CHE team publishes findings on breakthrough soil moisture monitoring
Monday, January 12, 2026
Media Contact: Tanner Holubar | Communications Specialist | 405-744-2065 | tanner.holubar@okstate.edu
As global agricultural needs continue to rise, the need to be able to measure how much water permeates soil also increases.
It is estimated that one out of three counties in the United States experience severe drought or worse, with irrigated farms losing approximately $30 billion a year due to drought.
Despite the pressing need for more efficient irrigation water management to battle agricultural drought, only 12% of irrigated farms in the U.S. have installed soil moisture sensors, which measure soil moisture one meter into the ground. These sensors are challenging to deploy due to a lack of understanding of the spatiotemporal patterns of soil sensor measurements at this depth due to soil composition and variations in topography in a field of crops.
Researchers in the School of Chemical Engineering in the College of Engineering, Architecture and Technology at Oklahoma State University have developed an innovative computational method to greatly improve the speed, accuracy and reliability of soil moisture modeling.
Dr. Zheyu Jiang, assistant professor in CHE, along with Zeyuan Song, a graduate research assistant on his team, started looking at this problem in 2022 and recently published a paper in Computers and Geotechnics on their newly developed mathematical method for quantifying moisture levels inside the soil.
“We are very excited about this publication because, first the journal is regarded as one of the top journals in civil/environmental engineering and geotechnics; and second, for chemical engineers, being able to publish our work in a top journal in another domain shows that our work is truly interdisciplinary,” Jiang said.
Their innovative approach, titled Message Passing Finite Volume Method, is an improved numerical technique to calculate soil moisture by solving the Richards equation. This highly nonlinear partial differential equation can model irrigation, precipitation, evapotranspiration, runoff and drainage dynamics across different types of vegetation, weather, soil and terrain. But the complexity of Richards equation also poses great computational challenges such as slow convergence and low accuracy.

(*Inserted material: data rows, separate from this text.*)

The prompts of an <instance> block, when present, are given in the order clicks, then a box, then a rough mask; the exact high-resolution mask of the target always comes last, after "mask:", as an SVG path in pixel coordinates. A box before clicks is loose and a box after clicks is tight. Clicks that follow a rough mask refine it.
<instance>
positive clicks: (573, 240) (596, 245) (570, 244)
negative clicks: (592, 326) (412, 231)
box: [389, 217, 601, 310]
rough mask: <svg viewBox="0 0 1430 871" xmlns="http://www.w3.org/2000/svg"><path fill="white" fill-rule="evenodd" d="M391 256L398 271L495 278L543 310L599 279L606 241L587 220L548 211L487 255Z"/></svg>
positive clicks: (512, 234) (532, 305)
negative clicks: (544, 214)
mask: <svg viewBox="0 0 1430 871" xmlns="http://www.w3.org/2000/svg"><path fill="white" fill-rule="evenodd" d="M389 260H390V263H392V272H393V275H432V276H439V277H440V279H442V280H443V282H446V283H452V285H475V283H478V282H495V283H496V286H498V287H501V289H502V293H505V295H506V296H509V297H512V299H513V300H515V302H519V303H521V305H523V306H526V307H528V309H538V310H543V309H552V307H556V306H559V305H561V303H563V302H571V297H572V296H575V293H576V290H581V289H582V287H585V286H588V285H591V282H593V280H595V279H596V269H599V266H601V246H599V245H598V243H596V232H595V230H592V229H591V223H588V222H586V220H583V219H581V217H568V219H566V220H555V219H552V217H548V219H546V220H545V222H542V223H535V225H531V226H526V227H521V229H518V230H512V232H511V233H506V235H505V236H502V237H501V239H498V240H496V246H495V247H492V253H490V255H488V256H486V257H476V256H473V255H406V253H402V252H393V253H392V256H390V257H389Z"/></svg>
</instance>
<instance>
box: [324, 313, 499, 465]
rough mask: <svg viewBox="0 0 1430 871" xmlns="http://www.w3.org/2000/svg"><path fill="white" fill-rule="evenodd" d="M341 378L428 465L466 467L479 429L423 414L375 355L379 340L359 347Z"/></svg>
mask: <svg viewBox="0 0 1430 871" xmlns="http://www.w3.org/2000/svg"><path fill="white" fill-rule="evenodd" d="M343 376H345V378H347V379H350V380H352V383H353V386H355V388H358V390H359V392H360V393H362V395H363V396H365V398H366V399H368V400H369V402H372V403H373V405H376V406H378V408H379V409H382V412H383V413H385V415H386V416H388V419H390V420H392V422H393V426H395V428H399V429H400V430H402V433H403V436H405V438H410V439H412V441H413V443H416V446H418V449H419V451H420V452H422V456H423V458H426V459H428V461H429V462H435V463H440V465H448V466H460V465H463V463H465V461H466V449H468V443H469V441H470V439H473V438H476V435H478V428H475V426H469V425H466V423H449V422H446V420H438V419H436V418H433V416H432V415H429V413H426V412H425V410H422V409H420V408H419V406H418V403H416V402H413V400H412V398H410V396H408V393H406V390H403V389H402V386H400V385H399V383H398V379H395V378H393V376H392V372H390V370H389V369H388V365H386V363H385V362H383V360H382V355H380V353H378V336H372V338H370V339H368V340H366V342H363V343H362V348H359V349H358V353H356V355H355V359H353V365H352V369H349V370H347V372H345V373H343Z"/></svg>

Using breakthroughs with AI and deep learning, researchers can include physical soil characteristics into a neural network. Physics-informed neural networks have become popular tools but also require high computing needs.
Hybrid methods, which combine deep learning with discretization methods, enhance the accuracy and stability of numerical algorithms, but the variables involved do not represent any physical meaning and do not factor in water conservation laws.
The team’s innovative approach to overcoming these limitations integrate the latest AI and machine learning techniques with classical numerical discretization techniques to solve the Richards equation. Specifically, the team implements an encoder-decoder network architecture and a message passing mechanism to significantly improve the convergence and accuracy of finite-volume method discretization method.
“To account for the numerical errors observed during actual implementation due to computational constraints and realistic simulation settings, we introduce a data-driven approach to first learn the forward and inverse maps between the solutions using two neural networks, followed by integrating the trained neural networks with the numerical scheme via the message passing mechanism to achieve synergistic improvement in solution quality,” Jiang said.
“Furthermore, we also implement effective ways to perform data augmentation to facilitate neural network training using only a small number of low-fidelity reference solutions as training set. Overall, these innovative techniques work seamlessly to improve the convergence and accuracy of our algorithm in solving the Richards equation.”
Compared to standard numerical solvers, this new algorithm also better preserves the mass balance and conservation laws while not requiring as much computing power as other solvers.
This innovative approach will revolutionize the way farmers estimating real-time soil moisture distribution in their fields. This will give farmers a clearer picture of where, when and how much water is needed to irrigate crops.
“We envision that our algorithm to be a generalizable computational framework for modeling a wide range of geotechnical applications, including fractional diffusion of water in fractal soils, saturated-unsaturated seepage, in-field monitoring of soil suction profiles, transport in chemically reactive porous media, and so on,” Jiang said.
This research is just one example of CEAT making a real-world impact. By providing farmers with software tools to improve water use efficiency, Jiang’s team is determined to provide implementable smart farming solutions to problems in digital and sustainable agriculture, which will have long-lasting impacts to the entire nation and globe.